1. There shall be no entrance or initiation fee.

2. Honorary members are life members.

3. Members of the N.C. Soc. Engrs. who become life members after January 1, 1992, shall pay dues at one-half the rate for members. Dues for members who became life members prior to January 1, 1992 shall not be required but will be accepted if rendered to the Society.

4. Annual dues for Members shall be $60.00 (1992)

5. Annual dues for Associate Members shall be $60.00 (1992)

6. Annual dues fir Student Members shall be $2.00 (1990)

7. Annual dues for Affiliate Members shall be $60.00 (1992)

8. Annual dues for the members of each Local Chapter of Engineers shall be controlled and set by the respective Board of Directors of each Local Chapter. The dues of the Society shall be added to the amount set by the Board of Directors of its respective chapter.

9. The fiscal year of the Society and Local Chapters of Engineers shall run from January 1st to December 31st and dues not paid by April 1st shall be considered delinquent. Members delinquent one full year in good standing except for non-payment of dues, may be reinstated by making payment of back dues for one (1) year.10. If a financial situation should develop in the Society requiring a change in the dues structure, the Board of Directors may, with a three-fourths (3/4) affirmative vote of the full Board approve a change and so publish in 4,5, 6, and 7 above.

11. The full amount of annual dues shall be collected with each new application for membership, except for applications approved after June 30th, in which case one half (1/2) of the annual dues will be collected. 

Article VI

Applications, Admissions, and Expulsions 

1. An application for admission to the Society, or for transfer from one grade to another, shall embody a concise statement, with dates, of the candidate's professional training and experience, and shall be in a form and in such detail as may be prescribed by the Board of Directors. It shall be signed by the applicant, and shall contain a promise to conform to the requirements of membership, if elected. The applicant shall furnish the names of at least two (2) engineers, one (1) of whom must be a member of the Society. Each shall verify on the membership application that, to the best of his/her knowledge, the information on the application concerning the applicant is true and accurate, and the applicant is of good moral character. The Board shall have the power to elect persons to any grade, and to transfer persons from any grade to a higher grade of membership and shall notify the membership of its action.

2. Honorary Members shall be proposed by at least ten (10) members and shall be elected by a three-fourths (3/4) majority vote of the entire Board of Directors.

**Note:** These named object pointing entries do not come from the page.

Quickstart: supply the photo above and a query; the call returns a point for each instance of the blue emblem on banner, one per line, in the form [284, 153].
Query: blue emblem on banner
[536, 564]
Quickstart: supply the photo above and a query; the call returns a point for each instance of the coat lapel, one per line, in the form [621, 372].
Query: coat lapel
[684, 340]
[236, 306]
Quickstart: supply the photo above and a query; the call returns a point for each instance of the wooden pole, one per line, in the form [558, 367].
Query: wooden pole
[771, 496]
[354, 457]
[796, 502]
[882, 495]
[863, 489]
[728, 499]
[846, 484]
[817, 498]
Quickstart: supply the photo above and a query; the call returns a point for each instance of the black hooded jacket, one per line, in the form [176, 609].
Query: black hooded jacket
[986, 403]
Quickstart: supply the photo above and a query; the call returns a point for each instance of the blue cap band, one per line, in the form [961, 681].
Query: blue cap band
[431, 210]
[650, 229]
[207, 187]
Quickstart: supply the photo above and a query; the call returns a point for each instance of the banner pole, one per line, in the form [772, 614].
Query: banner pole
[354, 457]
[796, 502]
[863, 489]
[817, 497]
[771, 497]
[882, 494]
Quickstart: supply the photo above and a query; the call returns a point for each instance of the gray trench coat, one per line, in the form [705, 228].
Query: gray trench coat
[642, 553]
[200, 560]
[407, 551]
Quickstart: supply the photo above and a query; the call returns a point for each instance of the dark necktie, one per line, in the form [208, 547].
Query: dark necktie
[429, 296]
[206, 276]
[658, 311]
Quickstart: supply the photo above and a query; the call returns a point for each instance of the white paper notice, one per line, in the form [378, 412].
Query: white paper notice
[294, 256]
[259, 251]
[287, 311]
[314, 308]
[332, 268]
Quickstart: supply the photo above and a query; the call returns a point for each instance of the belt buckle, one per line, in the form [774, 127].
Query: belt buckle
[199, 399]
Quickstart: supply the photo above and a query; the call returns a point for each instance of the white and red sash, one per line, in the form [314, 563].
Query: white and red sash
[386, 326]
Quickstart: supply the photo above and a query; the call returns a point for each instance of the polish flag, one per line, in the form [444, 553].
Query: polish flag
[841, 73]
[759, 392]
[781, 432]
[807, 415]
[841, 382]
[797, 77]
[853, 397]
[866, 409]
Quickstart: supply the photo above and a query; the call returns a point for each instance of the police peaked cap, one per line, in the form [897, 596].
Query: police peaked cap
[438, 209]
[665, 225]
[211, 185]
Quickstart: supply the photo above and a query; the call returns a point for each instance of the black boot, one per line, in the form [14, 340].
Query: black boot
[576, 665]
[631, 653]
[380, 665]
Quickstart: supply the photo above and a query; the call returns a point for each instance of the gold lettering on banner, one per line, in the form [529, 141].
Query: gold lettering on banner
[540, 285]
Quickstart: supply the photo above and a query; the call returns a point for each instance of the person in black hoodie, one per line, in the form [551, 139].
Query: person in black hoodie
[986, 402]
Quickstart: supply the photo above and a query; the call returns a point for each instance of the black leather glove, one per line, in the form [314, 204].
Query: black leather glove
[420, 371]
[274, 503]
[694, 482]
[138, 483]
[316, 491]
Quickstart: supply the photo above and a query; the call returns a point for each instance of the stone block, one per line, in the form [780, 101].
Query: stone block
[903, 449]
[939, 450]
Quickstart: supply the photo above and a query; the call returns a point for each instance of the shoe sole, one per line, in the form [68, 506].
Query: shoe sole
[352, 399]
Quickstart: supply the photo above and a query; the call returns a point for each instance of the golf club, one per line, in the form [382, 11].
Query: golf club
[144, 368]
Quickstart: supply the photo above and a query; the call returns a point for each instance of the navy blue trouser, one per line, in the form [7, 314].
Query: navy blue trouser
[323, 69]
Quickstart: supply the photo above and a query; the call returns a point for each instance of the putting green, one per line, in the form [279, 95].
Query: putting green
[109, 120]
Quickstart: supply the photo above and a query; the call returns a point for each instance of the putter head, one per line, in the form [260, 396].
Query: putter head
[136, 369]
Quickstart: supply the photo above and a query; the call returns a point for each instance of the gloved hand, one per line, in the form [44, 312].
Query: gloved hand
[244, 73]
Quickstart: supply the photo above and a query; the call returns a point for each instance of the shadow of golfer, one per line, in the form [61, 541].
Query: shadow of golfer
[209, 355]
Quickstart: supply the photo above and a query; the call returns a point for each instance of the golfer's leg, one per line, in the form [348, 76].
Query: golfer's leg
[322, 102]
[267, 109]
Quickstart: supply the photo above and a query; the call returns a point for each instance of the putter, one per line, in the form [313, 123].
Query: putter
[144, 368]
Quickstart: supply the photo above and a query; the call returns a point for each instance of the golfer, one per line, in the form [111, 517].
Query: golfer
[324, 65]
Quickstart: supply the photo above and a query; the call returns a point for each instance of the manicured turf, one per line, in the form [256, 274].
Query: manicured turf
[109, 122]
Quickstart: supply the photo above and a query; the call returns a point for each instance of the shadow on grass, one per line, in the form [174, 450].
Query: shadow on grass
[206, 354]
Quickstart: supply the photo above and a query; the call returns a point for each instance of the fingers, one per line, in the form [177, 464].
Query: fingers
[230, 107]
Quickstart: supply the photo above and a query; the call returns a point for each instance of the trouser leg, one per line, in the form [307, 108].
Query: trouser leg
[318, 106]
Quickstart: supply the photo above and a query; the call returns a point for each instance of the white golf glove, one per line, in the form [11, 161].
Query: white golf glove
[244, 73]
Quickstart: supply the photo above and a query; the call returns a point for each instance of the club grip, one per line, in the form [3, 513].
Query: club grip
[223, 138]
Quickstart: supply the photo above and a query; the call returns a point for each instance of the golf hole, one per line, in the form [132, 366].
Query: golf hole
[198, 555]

All other grades of membership shall be elected by a majority vote by the Board of Directors, present and constituting a quorum.

3. A member of any grade in the Society may be expelled from membership by three-fourths (3/4) vote of the Board of Directors for: unethical and unprofessional conduct, conviction of a crime, conduct contrary to the Constitution and By-Laws of the Society and conduct inimical to the best interest of the Society. Members shall receive a written copy of the charges against them and have the right of a hearing before the Board.

4. A member who is not financially indebted to the Society may resign at any time by presenting his written resignation to the Secretary, who shall notify the membership and drop the member from the list in the next annual year book.